Between the stars and the things you crossed out you should find the fantasies or the unrealistic dreams you wrote about. These are things that don’t seem stupid or unnecessary. These are things you wish would be realistic (FYI – if one of those things is having who or what you lost in your life you may need to go back to step one again and rethink what else you need to add to the first part and no you can’t read what you wrote the first time around. That is still something you can’t and won’t read).
Between the starred realistic things and the fantasy/dreamy stuff you should see a future that has things that are immediate or should be possible in the short-term. You should also see some things that are going to take you more time to accomplish or get to. You will then be left with the dreamy stuff. There is nothing wrong with positive dreamy stuff. You just need to recognize what is real and what is fantasy.

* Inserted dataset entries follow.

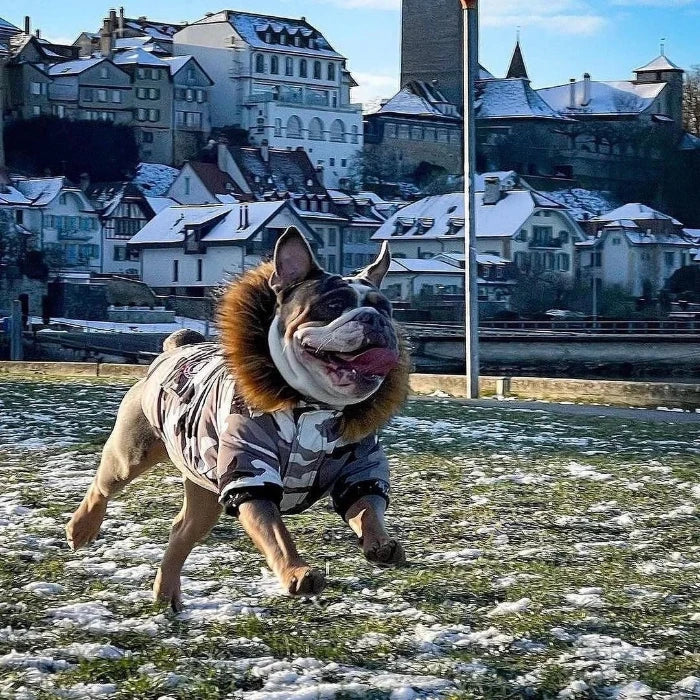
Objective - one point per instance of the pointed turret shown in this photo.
(517, 64)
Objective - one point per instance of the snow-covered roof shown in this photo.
(511, 97)
(636, 212)
(429, 266)
(584, 204)
(252, 28)
(660, 63)
(157, 204)
(154, 179)
(170, 224)
(442, 216)
(139, 57)
(612, 97)
(40, 190)
(73, 67)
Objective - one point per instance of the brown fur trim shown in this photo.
(246, 310)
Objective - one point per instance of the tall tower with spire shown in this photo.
(517, 67)
(432, 45)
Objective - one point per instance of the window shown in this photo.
(294, 127)
(316, 129)
(337, 131)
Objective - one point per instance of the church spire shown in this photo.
(517, 67)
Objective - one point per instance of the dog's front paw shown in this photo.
(384, 551)
(303, 580)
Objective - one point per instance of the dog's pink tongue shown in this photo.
(375, 361)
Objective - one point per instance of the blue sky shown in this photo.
(561, 38)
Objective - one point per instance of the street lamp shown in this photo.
(470, 58)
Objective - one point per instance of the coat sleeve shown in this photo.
(248, 465)
(366, 473)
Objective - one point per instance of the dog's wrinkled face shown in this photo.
(332, 338)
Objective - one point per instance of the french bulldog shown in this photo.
(282, 411)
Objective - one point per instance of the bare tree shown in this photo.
(691, 101)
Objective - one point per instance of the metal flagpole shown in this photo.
(470, 14)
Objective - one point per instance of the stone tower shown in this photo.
(432, 45)
(661, 70)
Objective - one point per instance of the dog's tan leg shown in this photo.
(366, 518)
(200, 512)
(131, 449)
(263, 523)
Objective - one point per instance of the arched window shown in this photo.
(294, 127)
(337, 131)
(316, 129)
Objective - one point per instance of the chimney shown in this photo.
(572, 93)
(106, 40)
(586, 89)
(492, 190)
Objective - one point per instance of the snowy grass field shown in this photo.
(549, 556)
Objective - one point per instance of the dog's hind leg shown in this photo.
(132, 448)
(200, 512)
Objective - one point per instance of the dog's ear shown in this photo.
(376, 272)
(294, 261)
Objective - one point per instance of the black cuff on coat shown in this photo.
(236, 498)
(354, 492)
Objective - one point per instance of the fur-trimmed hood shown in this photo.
(246, 310)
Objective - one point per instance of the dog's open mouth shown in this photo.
(368, 363)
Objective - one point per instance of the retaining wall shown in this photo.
(645, 394)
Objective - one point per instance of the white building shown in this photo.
(62, 221)
(281, 81)
(193, 249)
(519, 225)
(636, 248)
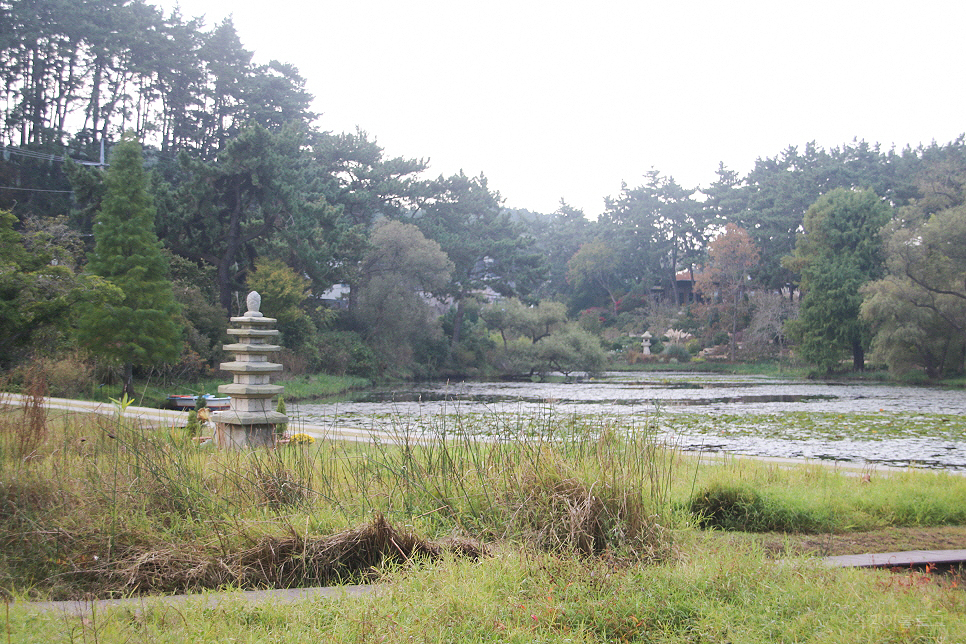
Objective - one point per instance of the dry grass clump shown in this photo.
(24, 431)
(272, 562)
(95, 504)
(558, 511)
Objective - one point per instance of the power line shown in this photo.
(44, 156)
(33, 189)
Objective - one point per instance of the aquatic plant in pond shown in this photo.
(865, 423)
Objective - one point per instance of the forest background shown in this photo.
(151, 170)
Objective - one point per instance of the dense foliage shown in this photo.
(250, 193)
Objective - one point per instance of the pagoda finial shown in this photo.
(254, 302)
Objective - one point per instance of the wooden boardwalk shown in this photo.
(907, 559)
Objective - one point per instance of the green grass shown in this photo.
(719, 596)
(591, 526)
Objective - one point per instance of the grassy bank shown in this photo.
(296, 388)
(580, 530)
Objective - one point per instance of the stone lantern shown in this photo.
(251, 419)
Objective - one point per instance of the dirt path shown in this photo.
(209, 599)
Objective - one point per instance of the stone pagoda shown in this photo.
(251, 420)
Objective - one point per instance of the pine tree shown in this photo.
(144, 328)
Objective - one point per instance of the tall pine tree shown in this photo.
(144, 328)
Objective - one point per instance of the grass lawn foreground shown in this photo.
(582, 530)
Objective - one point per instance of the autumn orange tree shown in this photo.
(731, 257)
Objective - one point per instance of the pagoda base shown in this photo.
(235, 430)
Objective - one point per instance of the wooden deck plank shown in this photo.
(898, 559)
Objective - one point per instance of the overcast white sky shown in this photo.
(556, 99)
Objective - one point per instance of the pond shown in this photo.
(866, 424)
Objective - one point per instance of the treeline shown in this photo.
(438, 276)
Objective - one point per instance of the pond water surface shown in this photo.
(857, 423)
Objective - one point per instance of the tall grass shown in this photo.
(102, 505)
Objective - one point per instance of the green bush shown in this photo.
(676, 352)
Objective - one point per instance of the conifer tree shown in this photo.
(144, 328)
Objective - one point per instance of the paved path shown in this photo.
(906, 559)
(152, 417)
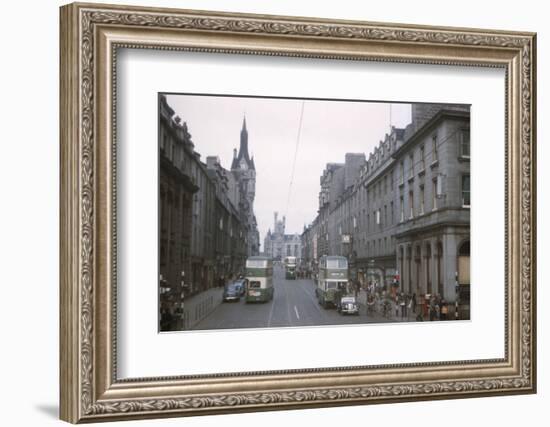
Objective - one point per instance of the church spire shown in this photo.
(243, 151)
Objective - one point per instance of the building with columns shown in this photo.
(404, 216)
(278, 245)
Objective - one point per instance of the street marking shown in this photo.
(271, 311)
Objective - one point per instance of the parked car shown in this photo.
(231, 292)
(348, 305)
(241, 285)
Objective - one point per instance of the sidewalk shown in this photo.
(377, 312)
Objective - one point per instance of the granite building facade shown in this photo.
(403, 216)
(207, 226)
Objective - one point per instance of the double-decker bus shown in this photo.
(290, 267)
(259, 279)
(332, 281)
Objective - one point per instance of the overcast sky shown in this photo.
(330, 129)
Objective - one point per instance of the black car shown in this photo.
(232, 292)
(241, 285)
(348, 305)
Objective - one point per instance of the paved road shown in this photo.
(294, 304)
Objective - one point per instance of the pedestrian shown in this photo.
(444, 310)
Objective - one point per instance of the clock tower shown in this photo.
(244, 171)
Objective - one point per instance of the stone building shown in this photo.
(278, 245)
(244, 170)
(205, 216)
(404, 217)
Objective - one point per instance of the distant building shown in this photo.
(278, 245)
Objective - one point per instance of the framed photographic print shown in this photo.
(265, 212)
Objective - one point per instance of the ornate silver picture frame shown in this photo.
(91, 38)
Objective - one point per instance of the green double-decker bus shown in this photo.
(332, 281)
(259, 279)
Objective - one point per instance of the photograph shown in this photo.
(289, 212)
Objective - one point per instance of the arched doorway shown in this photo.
(464, 263)
(428, 257)
(417, 259)
(463, 269)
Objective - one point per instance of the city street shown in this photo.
(294, 304)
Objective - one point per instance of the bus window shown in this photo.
(337, 263)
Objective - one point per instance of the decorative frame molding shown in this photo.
(90, 36)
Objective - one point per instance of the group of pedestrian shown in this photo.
(438, 308)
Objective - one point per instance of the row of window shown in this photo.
(380, 216)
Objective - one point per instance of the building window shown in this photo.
(465, 143)
(421, 200)
(466, 190)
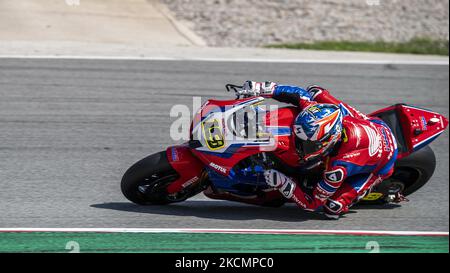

CREATE A LIST FOR REAL SHORT AND LONG TERM; DREAM, REALITY, AND FANTASY
From this point, you should see a world and future for you moving forward that makes sense to you. You should see some things that can be goals for you as you move forward. Steps in the process of moving forward give you something to focus on and work toward. This brings you hope for a future that you designed that has defined steps to get there.
Writing through your problems and troubles takes time. Even with your future plan ahead of you, this is just the beginning. This is life and there are going to be new problems or old problems not worked through yet. The good thing is you have some basic tools through writing to help you through what will come up next in your life. You can also build on those basic tools and find new ways to work through your next problems.
Through this basic writing process (notice I didn’t say easy…its not going to be easy) you will start to see what was holding you back melt away. It may melt like an ice cube on a sidewalk on a hot day or it may melt slow like a polar ice cap. Most will find it a slow melt. It may even be a slow process depending on how long you take with the first step. If you can’t seem to move on from step one for a long period of time, you may require some additional guidance that can be offered by a mental health professional, coach, or therapist. It is something I can help you with on a more indiviudal level if necessary.